You can see many differnt potential scenarios depending on the exact clay bodys, the exact firing cycle, and the exact fiollowing glaze usage.
Another faster example...... sulphur concentrations in the clay body can readily cause color changes with certain materials. If there is not enough O2 present in the bisque, you don;t get all the Su changed to sulphur di and tri oxide. It then comes out on the glaze firing... to casue color changes.
Blistering, orangepeel surface, and color changes are all very possible from this lack of venting. I could even see the running scenario in certain situations... but less likely..... OTHER than the lack of convective heat transfer possibly causing som "hot spots" in the kiln that you have no idea exist... because you typically do not have cones all over the place.

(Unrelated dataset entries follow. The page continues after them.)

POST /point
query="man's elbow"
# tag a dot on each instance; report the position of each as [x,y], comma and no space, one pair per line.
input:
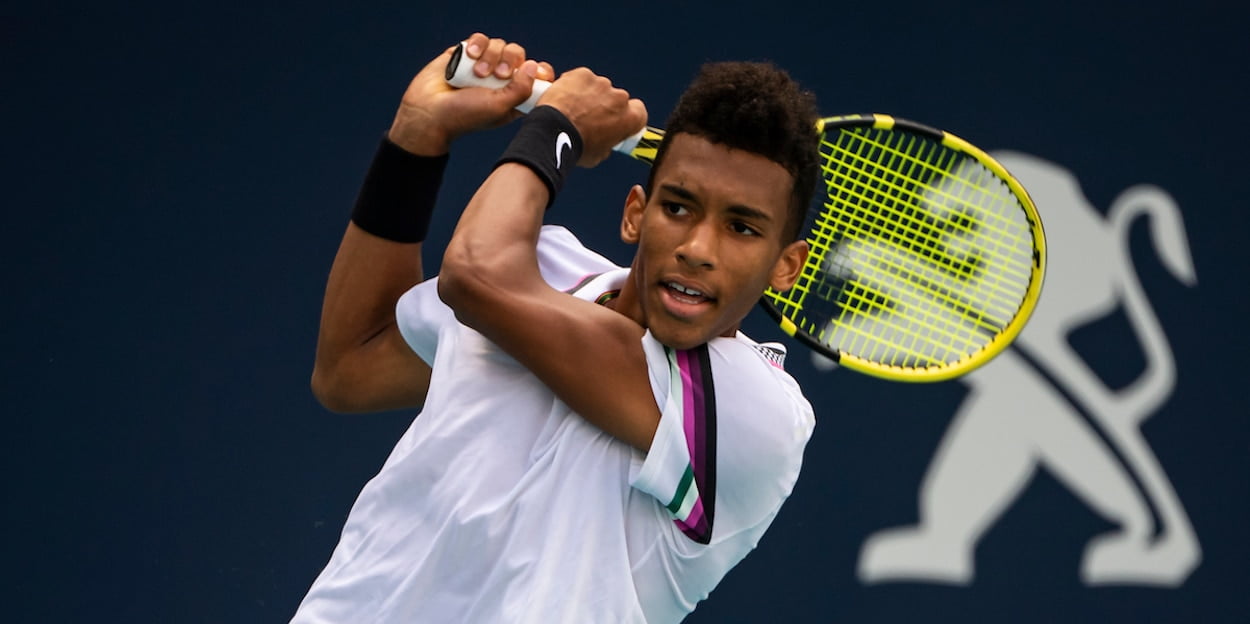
[333,392]
[465,283]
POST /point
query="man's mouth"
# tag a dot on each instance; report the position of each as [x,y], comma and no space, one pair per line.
[684,296]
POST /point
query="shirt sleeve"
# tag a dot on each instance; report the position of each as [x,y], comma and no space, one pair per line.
[420,315]
[729,445]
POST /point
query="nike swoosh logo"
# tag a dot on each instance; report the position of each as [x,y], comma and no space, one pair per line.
[561,140]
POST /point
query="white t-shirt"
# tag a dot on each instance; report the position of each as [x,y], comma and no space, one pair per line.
[501,505]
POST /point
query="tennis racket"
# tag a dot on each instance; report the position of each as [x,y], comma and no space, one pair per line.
[926,255]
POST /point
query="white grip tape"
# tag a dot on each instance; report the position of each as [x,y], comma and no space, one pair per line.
[460,75]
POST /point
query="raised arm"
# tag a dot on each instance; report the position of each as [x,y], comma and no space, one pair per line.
[589,355]
[363,363]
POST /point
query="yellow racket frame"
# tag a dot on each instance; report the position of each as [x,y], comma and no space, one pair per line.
[784,306]
[793,300]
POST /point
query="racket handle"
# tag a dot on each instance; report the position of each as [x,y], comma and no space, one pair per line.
[460,75]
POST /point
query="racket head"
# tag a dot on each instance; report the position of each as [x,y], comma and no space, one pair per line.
[926,254]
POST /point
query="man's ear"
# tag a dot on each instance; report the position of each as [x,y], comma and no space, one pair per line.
[789,265]
[631,219]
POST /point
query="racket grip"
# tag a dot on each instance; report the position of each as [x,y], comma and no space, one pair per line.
[460,75]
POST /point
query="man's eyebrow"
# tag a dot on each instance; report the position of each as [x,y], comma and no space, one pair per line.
[736,209]
[679,191]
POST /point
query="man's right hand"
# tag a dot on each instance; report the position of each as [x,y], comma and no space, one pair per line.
[433,114]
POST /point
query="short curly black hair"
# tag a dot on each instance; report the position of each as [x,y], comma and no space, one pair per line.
[756,108]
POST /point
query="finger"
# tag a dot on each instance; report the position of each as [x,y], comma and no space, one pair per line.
[489,59]
[545,71]
[475,44]
[516,90]
[638,113]
[510,59]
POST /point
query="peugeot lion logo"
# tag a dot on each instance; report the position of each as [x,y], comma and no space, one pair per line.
[1040,405]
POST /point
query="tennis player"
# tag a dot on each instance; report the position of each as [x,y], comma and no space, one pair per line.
[596,443]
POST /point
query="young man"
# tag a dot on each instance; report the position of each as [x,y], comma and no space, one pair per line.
[596,443]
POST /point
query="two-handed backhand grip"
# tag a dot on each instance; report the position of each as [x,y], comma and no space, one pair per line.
[460,75]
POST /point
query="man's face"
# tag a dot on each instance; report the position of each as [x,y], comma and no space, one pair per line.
[710,238]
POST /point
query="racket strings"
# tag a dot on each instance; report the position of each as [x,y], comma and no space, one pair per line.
[901,269]
[993,206]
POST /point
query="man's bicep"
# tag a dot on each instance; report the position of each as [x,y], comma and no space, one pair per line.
[381,374]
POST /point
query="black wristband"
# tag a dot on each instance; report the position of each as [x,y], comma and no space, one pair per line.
[549,144]
[396,199]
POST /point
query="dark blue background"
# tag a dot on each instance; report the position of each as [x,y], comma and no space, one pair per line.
[179,175]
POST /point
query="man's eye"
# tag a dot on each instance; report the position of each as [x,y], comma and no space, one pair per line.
[673,208]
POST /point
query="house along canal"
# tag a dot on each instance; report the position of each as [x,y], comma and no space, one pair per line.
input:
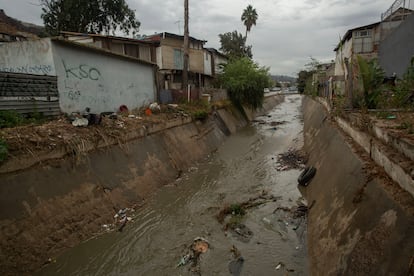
[238,212]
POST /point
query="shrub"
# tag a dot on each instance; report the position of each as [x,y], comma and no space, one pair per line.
[10,118]
[3,150]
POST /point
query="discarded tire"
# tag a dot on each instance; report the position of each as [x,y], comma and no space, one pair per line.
[306,175]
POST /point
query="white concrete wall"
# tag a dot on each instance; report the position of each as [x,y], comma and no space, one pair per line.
[28,57]
[88,78]
[341,54]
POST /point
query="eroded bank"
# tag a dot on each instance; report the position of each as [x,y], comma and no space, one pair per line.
[362,223]
[58,203]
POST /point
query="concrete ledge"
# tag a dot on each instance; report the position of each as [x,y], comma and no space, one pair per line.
[380,155]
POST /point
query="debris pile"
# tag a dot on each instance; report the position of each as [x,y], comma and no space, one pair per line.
[193,253]
[236,265]
[292,159]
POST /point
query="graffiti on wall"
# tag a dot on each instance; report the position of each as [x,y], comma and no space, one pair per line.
[27,57]
[82,71]
[41,69]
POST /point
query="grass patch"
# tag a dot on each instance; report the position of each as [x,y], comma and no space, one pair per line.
[407,126]
[3,150]
[11,118]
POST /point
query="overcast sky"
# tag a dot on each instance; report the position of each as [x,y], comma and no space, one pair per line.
[287,33]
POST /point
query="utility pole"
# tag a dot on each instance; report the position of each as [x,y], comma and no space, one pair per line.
[186,44]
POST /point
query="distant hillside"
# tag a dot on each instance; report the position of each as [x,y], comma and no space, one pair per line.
[281,78]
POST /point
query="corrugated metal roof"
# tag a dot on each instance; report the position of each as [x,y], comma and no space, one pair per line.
[100,50]
[26,93]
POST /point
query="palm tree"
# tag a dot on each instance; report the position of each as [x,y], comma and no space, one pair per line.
[249,18]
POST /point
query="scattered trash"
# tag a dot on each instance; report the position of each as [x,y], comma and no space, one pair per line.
[113,116]
[173,106]
[266,220]
[279,265]
[80,122]
[155,107]
[184,260]
[307,174]
[244,234]
[121,218]
[198,246]
[277,123]
[123,109]
[94,119]
[235,266]
[292,159]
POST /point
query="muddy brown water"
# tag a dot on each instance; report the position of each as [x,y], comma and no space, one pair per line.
[242,168]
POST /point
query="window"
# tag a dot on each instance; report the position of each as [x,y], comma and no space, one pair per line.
[178,59]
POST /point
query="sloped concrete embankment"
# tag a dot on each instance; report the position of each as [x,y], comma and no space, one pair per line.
[59,203]
[362,223]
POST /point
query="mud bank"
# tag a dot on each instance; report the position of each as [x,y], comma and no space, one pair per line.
[362,223]
[59,203]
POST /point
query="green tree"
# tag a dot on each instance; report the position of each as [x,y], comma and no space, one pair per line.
[372,77]
[233,44]
[245,81]
[303,77]
[249,18]
[92,16]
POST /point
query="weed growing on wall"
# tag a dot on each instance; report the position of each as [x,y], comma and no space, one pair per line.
[3,150]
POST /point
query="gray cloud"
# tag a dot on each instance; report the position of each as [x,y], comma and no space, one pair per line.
[287,33]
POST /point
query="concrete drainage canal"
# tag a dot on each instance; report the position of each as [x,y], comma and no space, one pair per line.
[239,212]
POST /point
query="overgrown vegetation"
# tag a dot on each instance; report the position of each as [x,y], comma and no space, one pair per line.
[372,77]
[11,118]
[198,110]
[93,16]
[3,150]
[245,82]
[233,45]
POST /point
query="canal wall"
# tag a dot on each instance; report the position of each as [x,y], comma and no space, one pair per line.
[361,222]
[58,203]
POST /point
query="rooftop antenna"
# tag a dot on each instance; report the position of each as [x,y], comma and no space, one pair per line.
[178,22]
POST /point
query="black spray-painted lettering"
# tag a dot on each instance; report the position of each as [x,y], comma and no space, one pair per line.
[82,71]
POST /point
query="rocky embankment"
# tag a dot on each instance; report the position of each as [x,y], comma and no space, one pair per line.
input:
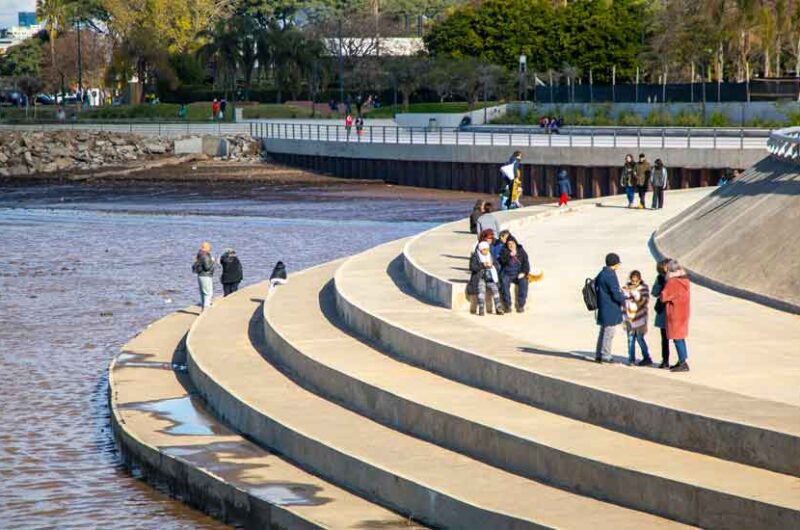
[30,153]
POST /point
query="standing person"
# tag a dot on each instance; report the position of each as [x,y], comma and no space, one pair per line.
[203,266]
[564,187]
[676,298]
[609,307]
[477,211]
[231,271]
[642,178]
[348,123]
[627,178]
[637,296]
[484,276]
[661,314]
[660,181]
[487,220]
[514,269]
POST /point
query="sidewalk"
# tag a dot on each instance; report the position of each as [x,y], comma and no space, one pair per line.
[734,345]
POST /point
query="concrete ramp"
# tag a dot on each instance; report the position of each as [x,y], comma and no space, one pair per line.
[744,239]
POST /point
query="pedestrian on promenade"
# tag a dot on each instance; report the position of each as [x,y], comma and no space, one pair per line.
[627,178]
[231,271]
[477,211]
[661,314]
[203,266]
[637,296]
[642,179]
[660,182]
[348,123]
[484,276]
[676,298]
[514,269]
[609,307]
[564,187]
[488,220]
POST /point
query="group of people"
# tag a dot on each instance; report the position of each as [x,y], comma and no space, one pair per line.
[636,178]
[497,262]
[204,266]
[629,305]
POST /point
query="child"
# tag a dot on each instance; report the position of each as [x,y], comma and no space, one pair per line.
[661,313]
[637,295]
[484,275]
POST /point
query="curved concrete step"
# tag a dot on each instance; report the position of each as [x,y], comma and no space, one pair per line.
[434,485]
[162,428]
[581,457]
[375,301]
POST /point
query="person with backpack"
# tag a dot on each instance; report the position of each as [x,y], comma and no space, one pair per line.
[609,299]
[660,181]
[231,272]
[203,266]
[627,178]
[676,299]
[637,296]
[661,315]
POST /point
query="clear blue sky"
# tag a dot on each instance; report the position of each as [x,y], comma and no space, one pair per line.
[9,9]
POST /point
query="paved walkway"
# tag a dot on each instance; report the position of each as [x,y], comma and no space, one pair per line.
[734,345]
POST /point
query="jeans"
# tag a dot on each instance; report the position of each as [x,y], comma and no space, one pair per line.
[228,288]
[629,191]
[633,338]
[680,345]
[522,290]
[206,284]
[605,340]
[658,197]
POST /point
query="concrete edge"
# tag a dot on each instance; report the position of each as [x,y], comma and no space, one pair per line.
[395,492]
[727,439]
[722,287]
[686,502]
[197,487]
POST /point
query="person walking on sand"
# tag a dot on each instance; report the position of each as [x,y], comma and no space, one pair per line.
[627,178]
[609,307]
[661,314]
[637,297]
[660,181]
[642,179]
[231,272]
[676,299]
[203,266]
[564,187]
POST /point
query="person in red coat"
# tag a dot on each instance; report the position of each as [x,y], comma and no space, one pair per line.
[676,300]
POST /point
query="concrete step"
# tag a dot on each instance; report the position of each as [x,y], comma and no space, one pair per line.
[689,487]
[163,429]
[374,300]
[437,486]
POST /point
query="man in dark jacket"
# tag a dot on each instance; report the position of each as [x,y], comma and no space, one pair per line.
[609,307]
[514,269]
[231,272]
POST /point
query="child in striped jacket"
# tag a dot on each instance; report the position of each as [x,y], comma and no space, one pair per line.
[637,296]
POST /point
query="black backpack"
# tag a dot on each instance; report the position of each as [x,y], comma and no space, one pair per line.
[589,295]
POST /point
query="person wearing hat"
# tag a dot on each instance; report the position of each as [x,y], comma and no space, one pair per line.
[484,275]
[610,300]
[203,266]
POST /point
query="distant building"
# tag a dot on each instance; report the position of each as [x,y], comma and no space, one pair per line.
[27,19]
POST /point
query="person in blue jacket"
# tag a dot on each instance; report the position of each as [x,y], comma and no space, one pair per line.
[610,299]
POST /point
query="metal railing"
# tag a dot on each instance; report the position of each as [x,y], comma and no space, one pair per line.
[785,143]
[608,137]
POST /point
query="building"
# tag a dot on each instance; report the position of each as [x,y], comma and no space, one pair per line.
[27,19]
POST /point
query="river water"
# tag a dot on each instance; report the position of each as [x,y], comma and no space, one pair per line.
[85,267]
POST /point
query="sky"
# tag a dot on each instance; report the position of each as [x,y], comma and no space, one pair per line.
[9,9]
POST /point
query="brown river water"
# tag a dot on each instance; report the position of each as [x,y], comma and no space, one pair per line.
[86,267]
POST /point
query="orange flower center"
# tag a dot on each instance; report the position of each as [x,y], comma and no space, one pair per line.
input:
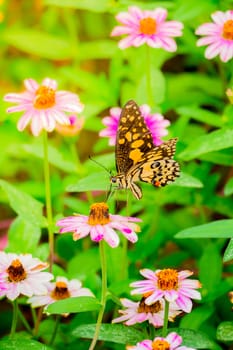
[147,26]
[153,308]
[228,30]
[16,272]
[45,98]
[99,214]
[167,279]
[160,345]
[60,291]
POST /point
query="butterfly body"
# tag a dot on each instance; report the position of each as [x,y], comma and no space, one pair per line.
[137,158]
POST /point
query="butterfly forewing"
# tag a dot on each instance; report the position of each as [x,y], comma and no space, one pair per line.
[133,138]
[137,158]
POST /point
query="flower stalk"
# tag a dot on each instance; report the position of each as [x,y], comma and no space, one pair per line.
[48,200]
[103,294]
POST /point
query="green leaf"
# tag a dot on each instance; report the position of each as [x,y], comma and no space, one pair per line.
[186,180]
[115,333]
[56,158]
[91,5]
[225,331]
[195,339]
[84,263]
[213,141]
[197,317]
[73,305]
[24,205]
[210,277]
[25,344]
[228,189]
[228,254]
[99,181]
[214,229]
[23,236]
[27,41]
[200,114]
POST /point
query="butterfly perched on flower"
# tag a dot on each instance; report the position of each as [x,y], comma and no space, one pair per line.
[137,158]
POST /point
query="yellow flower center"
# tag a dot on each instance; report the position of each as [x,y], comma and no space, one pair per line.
[160,345]
[45,98]
[60,291]
[153,308]
[99,214]
[147,26]
[16,272]
[167,279]
[228,30]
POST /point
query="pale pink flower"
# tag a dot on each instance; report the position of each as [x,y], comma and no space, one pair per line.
[147,27]
[44,106]
[23,274]
[100,225]
[155,123]
[171,342]
[3,285]
[169,284]
[138,312]
[61,289]
[218,36]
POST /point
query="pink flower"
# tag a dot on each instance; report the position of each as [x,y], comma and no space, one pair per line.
[155,123]
[100,225]
[171,342]
[218,35]
[170,285]
[23,274]
[44,106]
[147,27]
[61,289]
[138,312]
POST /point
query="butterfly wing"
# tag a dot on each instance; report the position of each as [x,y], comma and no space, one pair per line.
[157,166]
[134,139]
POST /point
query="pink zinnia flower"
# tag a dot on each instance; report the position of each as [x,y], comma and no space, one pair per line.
[23,274]
[138,312]
[171,342]
[218,35]
[44,106]
[100,225]
[147,27]
[155,123]
[61,289]
[170,285]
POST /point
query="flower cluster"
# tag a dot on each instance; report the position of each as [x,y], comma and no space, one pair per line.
[155,123]
[151,28]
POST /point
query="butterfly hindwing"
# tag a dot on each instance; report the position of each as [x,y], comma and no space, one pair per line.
[137,158]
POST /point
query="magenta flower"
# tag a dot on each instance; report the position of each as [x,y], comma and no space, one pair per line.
[169,284]
[23,274]
[44,106]
[100,225]
[155,123]
[61,289]
[138,312]
[147,27]
[218,35]
[171,342]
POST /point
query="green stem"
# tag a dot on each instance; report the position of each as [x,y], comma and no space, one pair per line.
[148,77]
[165,321]
[24,321]
[103,294]
[57,321]
[48,200]
[14,318]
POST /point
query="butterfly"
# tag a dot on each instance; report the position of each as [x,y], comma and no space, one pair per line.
[137,158]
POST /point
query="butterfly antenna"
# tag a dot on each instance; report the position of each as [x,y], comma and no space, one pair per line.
[101,165]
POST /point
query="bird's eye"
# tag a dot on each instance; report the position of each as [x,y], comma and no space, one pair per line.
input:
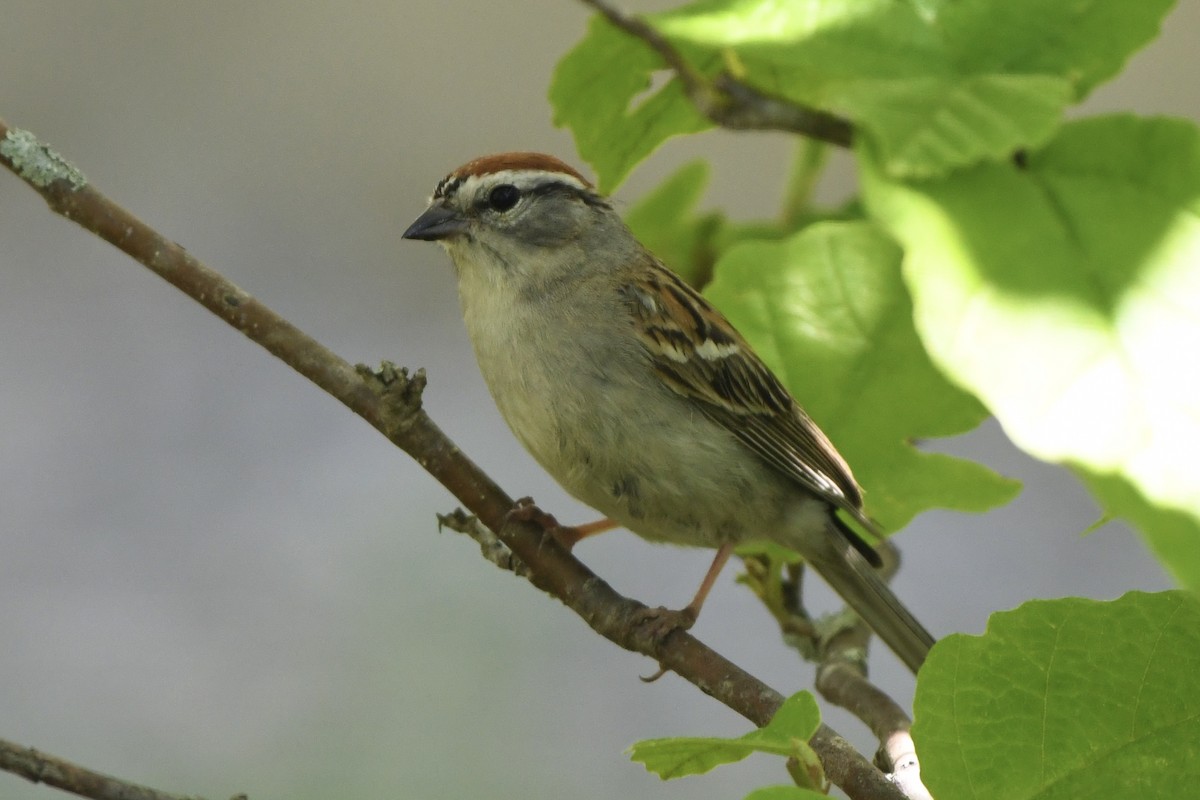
[503,197]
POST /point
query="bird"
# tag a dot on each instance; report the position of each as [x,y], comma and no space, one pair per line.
[635,394]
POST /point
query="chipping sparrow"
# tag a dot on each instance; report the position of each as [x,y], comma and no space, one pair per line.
[634,392]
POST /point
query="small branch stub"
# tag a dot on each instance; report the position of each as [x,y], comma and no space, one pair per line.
[36,162]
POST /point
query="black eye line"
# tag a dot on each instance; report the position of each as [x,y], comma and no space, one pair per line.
[549,187]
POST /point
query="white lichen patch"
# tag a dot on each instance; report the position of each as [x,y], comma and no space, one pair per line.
[36,162]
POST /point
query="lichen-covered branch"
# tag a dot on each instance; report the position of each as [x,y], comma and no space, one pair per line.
[41,768]
[390,401]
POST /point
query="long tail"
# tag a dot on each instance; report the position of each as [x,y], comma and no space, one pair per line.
[859,584]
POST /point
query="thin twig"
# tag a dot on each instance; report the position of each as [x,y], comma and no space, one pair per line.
[390,401]
[729,101]
[40,768]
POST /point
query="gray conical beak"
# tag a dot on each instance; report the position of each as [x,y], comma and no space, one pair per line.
[437,222]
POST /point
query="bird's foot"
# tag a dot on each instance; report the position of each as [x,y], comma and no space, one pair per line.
[525,510]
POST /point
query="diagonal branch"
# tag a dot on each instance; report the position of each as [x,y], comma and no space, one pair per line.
[727,101]
[390,401]
[41,768]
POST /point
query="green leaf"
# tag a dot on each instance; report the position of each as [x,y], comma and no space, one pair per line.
[925,126]
[1171,535]
[1086,42]
[1067,296]
[594,90]
[786,734]
[664,221]
[1066,698]
[828,312]
[936,85]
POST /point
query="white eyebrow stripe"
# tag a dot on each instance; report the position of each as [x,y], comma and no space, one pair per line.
[711,350]
[521,179]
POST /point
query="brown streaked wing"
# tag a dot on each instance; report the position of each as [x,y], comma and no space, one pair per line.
[702,358]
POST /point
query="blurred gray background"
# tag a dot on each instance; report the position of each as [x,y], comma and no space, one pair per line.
[216,579]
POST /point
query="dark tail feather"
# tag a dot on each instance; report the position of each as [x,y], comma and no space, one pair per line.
[858,583]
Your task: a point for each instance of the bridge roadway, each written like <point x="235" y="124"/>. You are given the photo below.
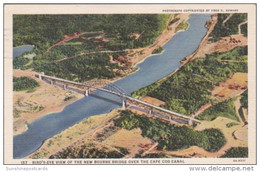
<point x="123" y="96"/>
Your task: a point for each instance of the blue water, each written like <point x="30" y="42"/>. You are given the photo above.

PS: Want a real eye opener........ Take about 30 -40 cone packs and scatter them throughout your glaze firing kiln. Fire the load. Check out the cones. LOTS of assumption often go out the window there.
Want an even bigger eye opener? Make some cone packs up that have a lower end point cones in them. So maybe if you are firing to cone 9-10.... a set of packs with only 012, 010, and 08. Then another pack that has 02, 1, 3. Then another that has 4, 6, 7. Then anotehr that has 8, 9, 10. Make many multiples of these. Plan a firing load. Mark the exact locations that you will again scatter many, many cone packs in. The difference this time is that while you are intending to eventually go to cone 9....... you will use your main single sitter or controller to fire first to cone 010... and stop. The let it cool and open the kiln and check the cones. Replace with the next cone pack up the sale...... and fire to cone 1 and stop. repeat this all the way up. You might be amazed at how uneven the kiln is at intermediary times in the firing...... that evens out only at the end.... and your finish fire cone packs all look nice and even..... and you wonder why some results are different.